Moda dehası dediler, bir sürü övgü bir şeyler, kızın kendi
adına verilmiş davete gelirken giydiği kıyafete bakınca "moda bu ise ben yokum"
dedim resmen. Millete dikiyor arta kalanı da üzerine çatal iğneyle falan tutturuyor herhalde. Ayrıca
Sapanca’daki o otelde bu kız mı kalmış yani şimdi? Bir sürü gerginlik yaratıldı,
o Fikret Gallo denildi… Bu sülalesi rahat kız için miymiş hepsi? Dedim ya hiç
beklentilerimi karşılamadı Fikret Hanım. Ben daha ağır, daha oturaklı, daha dişi bir şey
bekliyormuşum sanırım.
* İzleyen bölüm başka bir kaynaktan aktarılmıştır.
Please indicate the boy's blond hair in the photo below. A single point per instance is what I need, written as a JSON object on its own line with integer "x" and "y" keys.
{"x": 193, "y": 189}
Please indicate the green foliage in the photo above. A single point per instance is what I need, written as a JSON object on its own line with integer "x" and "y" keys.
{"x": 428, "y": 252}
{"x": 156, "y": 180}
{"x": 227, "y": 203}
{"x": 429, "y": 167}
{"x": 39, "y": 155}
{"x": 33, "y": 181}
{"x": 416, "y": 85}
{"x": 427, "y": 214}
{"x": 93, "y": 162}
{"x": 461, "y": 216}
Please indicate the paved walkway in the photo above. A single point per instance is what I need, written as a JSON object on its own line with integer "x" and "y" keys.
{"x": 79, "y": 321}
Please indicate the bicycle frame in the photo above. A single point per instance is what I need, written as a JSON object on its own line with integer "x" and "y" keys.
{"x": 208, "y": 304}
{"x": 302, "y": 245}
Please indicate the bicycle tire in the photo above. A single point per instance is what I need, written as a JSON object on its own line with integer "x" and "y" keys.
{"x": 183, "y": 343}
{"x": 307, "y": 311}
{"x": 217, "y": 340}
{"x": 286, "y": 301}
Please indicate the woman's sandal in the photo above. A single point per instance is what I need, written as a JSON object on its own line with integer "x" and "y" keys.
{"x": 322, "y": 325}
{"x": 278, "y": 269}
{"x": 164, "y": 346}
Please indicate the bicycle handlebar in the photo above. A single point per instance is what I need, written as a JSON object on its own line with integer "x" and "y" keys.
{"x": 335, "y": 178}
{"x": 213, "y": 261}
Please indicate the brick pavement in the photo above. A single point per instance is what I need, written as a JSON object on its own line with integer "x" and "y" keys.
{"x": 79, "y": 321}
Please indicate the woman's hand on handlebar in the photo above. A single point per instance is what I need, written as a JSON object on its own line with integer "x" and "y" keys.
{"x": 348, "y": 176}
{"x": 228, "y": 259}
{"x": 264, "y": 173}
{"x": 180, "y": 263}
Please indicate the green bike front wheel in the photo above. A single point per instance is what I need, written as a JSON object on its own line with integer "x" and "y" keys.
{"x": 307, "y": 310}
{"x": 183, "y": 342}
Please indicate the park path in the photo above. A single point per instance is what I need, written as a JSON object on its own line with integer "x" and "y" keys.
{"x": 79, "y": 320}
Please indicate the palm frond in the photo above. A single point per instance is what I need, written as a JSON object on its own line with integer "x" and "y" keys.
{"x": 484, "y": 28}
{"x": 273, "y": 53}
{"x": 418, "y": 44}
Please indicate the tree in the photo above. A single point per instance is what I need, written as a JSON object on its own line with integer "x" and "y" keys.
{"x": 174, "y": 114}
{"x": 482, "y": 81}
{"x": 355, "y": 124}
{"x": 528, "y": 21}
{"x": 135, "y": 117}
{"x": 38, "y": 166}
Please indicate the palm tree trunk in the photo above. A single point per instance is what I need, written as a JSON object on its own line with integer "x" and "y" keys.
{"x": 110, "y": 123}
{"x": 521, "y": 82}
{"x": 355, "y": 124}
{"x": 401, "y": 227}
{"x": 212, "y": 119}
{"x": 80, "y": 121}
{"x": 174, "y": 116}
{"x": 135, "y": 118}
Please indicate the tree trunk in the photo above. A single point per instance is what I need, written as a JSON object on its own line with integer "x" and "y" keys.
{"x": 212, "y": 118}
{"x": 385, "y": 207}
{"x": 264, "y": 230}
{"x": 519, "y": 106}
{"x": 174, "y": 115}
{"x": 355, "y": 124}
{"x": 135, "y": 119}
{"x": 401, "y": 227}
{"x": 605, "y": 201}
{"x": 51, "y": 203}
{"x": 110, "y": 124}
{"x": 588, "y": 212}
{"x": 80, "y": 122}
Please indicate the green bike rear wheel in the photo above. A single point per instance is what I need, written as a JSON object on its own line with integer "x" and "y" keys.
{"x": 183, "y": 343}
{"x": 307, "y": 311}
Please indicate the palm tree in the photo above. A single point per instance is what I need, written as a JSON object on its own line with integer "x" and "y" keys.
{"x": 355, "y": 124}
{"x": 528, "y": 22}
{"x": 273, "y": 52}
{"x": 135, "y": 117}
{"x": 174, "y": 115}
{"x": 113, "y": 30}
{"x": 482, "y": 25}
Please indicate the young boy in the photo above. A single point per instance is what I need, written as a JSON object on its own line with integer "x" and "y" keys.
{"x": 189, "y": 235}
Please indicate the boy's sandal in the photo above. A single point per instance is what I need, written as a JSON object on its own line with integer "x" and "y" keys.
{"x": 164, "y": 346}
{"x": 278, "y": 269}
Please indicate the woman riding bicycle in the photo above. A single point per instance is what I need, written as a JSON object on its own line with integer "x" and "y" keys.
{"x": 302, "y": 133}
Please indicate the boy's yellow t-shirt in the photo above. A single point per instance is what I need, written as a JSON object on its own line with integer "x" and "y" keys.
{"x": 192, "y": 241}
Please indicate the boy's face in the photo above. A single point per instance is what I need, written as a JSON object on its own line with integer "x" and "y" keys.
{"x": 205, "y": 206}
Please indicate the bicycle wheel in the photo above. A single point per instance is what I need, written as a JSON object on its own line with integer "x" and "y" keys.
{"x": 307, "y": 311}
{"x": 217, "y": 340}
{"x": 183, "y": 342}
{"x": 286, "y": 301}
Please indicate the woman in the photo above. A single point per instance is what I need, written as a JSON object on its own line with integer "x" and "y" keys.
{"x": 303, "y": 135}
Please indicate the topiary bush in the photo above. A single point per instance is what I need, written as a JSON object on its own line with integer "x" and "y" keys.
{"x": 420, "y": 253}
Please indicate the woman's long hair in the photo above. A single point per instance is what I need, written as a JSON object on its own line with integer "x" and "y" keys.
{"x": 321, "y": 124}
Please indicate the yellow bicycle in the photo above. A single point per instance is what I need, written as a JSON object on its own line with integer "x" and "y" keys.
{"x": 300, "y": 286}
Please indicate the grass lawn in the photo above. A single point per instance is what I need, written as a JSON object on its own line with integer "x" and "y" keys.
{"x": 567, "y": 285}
Her şeyden önce kadın olmasını beklemiyordum zaten
de neyse artık alışacağız buna da ne
yapalım...
Ay nasıl alışayım efendim, nasıl alışayım! Hayır Fikret Gallo'yu kadın yaptınız, ona bir şey diyeceğim yok hobi olarak yine yapın da neden Ömer'in aklını çelmelik, esas çiftin arasına sokmalık bir karakterde yapıyorsunuz siz onu diyin hele bana. Yok efendim kalabalıktan bunalmışmış da, yok beni buradan kaçırsanaymışmış da, yok daha evvel serseri serseri takılırken orasını burasını kırmışmış da, yok neymiş bisikletle ulaşıyormuş her yere Ömüş’üme de öneriyormuşmuş da mış mış da, muş muş. Aslında kızda da yok ki bir kabahat, “Biz Fiko ile Ömer’iz” diye tutturmadı Allah’tan. Gayet mesafeli normal bir şekilde davrandı. Suç bizim oğlanda. Kıza bakışı, süzüşü aklıma geldikçe o boncuk gözleri oyup elime tespih yapasım geliyor! Ah Ömer’im ah! Defne’yi hazır yakalamış evine kapatmışken nasıl olsa o cepte diye kovalayacak başka heyecan mı aradın sen ne yaptın ben anlamadım ki? Sen üç milyar milyon sen bu Gallo’ya niye öyle baktın?
Yazı devam ediyor..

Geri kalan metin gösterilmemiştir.